In the patent application, Jaguar Land Rover explains how the drag of the rear-facing surfaces of a car can account for upwards of 30 percent of the total drag. A traditional way of combating this is “boat tailing,” a styling cue which sees the rear end of a vehicle taper inwards vertically and horizontally.
But as Jaguar Land Rover explains, aesthetic and packaging considerations limit its applicability in automotive design, as not all designs fit with this tapered rear end look.
The company hopes to change that with its active aero system, which essentially allows a vehicle’s rear end to squeeze in a small amount to create a natural boat tail.
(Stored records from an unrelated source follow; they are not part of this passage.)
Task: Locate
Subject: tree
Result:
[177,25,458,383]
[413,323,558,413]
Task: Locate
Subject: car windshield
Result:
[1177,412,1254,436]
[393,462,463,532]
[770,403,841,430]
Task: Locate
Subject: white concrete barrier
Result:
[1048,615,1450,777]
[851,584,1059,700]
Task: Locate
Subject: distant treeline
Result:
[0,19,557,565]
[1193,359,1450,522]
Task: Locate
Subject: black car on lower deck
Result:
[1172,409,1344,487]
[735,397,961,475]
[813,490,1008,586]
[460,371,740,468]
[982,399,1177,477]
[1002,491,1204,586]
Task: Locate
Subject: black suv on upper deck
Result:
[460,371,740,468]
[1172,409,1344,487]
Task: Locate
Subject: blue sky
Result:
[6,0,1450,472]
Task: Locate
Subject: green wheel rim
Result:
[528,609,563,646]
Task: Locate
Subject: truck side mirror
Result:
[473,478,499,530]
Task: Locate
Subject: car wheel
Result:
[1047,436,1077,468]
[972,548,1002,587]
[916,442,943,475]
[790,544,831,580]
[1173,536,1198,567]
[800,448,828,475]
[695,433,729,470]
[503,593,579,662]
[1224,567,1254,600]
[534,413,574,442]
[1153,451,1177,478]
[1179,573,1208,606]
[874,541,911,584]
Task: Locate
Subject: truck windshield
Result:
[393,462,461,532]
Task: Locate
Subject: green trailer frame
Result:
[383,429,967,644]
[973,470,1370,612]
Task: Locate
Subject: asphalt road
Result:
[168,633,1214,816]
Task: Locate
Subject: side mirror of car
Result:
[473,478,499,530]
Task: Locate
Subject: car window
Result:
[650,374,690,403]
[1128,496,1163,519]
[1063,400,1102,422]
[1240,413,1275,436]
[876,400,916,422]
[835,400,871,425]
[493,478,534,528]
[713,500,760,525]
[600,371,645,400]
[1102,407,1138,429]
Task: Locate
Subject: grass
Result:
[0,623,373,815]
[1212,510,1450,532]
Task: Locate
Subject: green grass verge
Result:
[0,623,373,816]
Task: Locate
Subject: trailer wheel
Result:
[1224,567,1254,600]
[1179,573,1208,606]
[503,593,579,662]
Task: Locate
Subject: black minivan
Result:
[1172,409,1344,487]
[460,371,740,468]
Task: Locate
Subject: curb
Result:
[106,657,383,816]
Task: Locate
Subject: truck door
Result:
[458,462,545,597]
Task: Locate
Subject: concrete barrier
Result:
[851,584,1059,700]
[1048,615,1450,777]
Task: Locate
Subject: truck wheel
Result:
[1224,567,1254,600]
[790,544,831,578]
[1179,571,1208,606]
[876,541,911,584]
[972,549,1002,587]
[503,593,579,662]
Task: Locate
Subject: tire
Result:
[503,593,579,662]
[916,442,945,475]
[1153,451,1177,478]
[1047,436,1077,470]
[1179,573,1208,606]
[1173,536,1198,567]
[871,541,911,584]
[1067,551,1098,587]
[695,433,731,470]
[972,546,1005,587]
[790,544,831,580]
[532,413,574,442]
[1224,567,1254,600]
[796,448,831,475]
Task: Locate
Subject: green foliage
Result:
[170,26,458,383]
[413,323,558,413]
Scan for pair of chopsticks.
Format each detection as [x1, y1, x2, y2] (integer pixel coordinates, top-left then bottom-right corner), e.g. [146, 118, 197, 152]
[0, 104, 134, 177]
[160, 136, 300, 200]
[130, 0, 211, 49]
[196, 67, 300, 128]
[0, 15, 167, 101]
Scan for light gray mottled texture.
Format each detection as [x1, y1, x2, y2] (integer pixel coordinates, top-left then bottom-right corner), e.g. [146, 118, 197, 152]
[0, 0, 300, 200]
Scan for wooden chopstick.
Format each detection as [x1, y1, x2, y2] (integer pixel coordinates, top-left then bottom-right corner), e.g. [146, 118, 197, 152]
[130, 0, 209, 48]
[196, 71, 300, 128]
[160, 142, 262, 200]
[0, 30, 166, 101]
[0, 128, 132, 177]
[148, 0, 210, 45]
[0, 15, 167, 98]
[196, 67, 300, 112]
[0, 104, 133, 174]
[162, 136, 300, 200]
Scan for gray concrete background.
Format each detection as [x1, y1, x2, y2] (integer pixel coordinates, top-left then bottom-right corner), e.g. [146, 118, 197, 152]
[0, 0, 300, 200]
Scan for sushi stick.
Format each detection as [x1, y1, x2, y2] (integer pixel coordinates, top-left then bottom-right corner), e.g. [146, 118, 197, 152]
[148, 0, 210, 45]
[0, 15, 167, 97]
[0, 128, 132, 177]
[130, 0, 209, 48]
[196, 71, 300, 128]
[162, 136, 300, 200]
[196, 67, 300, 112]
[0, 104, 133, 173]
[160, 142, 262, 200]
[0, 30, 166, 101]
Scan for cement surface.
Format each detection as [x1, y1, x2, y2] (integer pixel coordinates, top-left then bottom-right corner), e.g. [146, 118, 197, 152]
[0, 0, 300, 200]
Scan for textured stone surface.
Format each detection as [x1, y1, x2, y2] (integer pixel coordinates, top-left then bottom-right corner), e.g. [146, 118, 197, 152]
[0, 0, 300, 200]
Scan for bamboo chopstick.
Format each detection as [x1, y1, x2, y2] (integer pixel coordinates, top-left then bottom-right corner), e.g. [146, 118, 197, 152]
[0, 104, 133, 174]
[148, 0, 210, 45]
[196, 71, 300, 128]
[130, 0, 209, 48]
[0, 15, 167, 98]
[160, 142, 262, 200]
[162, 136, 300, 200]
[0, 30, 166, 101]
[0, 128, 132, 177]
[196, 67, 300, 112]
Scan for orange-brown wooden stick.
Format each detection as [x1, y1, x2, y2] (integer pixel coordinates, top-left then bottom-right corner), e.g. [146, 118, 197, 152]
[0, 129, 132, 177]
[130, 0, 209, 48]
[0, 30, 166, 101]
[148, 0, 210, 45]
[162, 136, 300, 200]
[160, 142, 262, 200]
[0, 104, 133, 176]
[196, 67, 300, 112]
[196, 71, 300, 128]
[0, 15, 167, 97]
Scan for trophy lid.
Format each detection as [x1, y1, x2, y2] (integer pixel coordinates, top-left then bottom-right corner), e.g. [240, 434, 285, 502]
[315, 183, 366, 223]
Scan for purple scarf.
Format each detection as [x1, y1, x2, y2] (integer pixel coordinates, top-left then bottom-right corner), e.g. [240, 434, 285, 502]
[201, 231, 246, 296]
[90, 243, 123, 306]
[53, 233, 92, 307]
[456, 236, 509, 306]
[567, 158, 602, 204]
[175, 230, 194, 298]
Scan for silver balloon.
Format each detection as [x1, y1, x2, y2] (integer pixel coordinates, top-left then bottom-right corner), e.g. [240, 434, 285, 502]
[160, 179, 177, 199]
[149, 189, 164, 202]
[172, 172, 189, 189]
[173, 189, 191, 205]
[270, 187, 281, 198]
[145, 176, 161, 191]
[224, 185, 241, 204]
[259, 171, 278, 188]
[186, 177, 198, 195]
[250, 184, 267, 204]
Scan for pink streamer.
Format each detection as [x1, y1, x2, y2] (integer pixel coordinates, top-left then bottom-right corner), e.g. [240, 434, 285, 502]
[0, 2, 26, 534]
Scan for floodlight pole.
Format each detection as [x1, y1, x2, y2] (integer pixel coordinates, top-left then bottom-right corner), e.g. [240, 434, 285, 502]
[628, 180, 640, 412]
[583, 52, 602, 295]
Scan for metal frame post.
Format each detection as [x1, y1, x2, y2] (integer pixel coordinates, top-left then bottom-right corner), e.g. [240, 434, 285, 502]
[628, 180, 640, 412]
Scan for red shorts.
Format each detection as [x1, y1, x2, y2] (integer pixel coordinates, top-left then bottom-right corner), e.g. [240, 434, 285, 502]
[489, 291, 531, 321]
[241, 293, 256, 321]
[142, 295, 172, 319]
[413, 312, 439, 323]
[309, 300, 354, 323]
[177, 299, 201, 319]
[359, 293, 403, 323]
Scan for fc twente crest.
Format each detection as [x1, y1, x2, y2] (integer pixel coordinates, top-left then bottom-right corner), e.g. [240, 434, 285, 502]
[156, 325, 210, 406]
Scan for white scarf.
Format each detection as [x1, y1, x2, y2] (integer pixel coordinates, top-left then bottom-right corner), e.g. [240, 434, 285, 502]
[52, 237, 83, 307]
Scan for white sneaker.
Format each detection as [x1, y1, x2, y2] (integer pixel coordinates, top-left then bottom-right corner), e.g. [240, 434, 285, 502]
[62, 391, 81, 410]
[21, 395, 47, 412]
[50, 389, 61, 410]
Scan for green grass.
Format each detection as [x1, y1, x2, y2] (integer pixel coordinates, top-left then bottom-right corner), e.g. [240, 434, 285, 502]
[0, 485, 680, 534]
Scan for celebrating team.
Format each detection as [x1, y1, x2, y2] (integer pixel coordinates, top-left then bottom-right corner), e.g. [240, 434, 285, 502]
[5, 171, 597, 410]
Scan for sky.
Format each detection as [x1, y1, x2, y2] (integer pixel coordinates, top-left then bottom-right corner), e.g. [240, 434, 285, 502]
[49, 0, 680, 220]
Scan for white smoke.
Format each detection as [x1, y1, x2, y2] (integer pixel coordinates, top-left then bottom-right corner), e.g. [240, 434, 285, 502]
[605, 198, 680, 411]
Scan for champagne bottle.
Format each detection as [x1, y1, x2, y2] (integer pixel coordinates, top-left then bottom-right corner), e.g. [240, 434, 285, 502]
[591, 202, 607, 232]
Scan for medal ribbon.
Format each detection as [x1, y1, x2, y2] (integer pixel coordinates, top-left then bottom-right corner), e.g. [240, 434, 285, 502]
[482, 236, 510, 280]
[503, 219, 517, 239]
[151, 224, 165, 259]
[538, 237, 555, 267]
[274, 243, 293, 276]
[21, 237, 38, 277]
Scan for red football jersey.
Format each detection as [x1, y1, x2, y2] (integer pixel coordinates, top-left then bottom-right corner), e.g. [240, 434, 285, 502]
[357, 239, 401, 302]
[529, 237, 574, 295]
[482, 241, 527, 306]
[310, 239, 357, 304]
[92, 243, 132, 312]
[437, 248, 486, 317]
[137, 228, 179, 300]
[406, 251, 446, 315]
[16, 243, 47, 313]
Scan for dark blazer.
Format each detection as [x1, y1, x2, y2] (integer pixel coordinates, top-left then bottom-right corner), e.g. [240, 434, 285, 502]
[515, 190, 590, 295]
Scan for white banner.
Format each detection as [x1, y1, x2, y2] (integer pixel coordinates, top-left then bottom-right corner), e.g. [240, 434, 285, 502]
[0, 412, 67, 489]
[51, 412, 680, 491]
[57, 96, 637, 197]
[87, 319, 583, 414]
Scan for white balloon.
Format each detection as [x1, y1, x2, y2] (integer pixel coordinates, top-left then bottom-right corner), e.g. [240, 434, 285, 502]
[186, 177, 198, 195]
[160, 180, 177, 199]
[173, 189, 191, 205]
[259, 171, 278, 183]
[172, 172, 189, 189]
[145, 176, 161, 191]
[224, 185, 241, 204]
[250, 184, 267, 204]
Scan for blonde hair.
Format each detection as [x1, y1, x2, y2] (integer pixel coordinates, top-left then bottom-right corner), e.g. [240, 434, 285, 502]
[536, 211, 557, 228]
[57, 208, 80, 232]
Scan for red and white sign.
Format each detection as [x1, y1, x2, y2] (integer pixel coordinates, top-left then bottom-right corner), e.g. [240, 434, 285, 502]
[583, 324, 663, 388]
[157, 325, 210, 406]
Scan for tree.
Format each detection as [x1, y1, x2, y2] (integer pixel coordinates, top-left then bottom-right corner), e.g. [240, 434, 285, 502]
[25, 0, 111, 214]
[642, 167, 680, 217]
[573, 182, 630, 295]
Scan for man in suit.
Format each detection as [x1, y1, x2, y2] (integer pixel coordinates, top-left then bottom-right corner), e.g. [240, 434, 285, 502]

The patent application also details air inlet openings formed in vertical fins that would direct air over an outer skin of a rear deck lid and onto a rear air deflection device.
Although the active aero system would benefit Land Rover’s large SUVs like the Range Rover, the patent application also includes images of the system being applied to Jaguar’s sedans. It’s likely the British automaker would use the technology across all its vehicles, aiding in aerodynamics and improving fuel efficiency.
The patent is clearly focused on improving efficiency, but as the Lamborghini Huracan Performante has shown, active aero could certainly improve the performance of Jaguar’s sports cars, like the F-Type. We’ll have to wait and see if the brand tries to use this technology to make its performance cars quicker at the race track.
The only real bad news is that according to Jaguar, this active aero system won’t be something that makes it to production for a long while.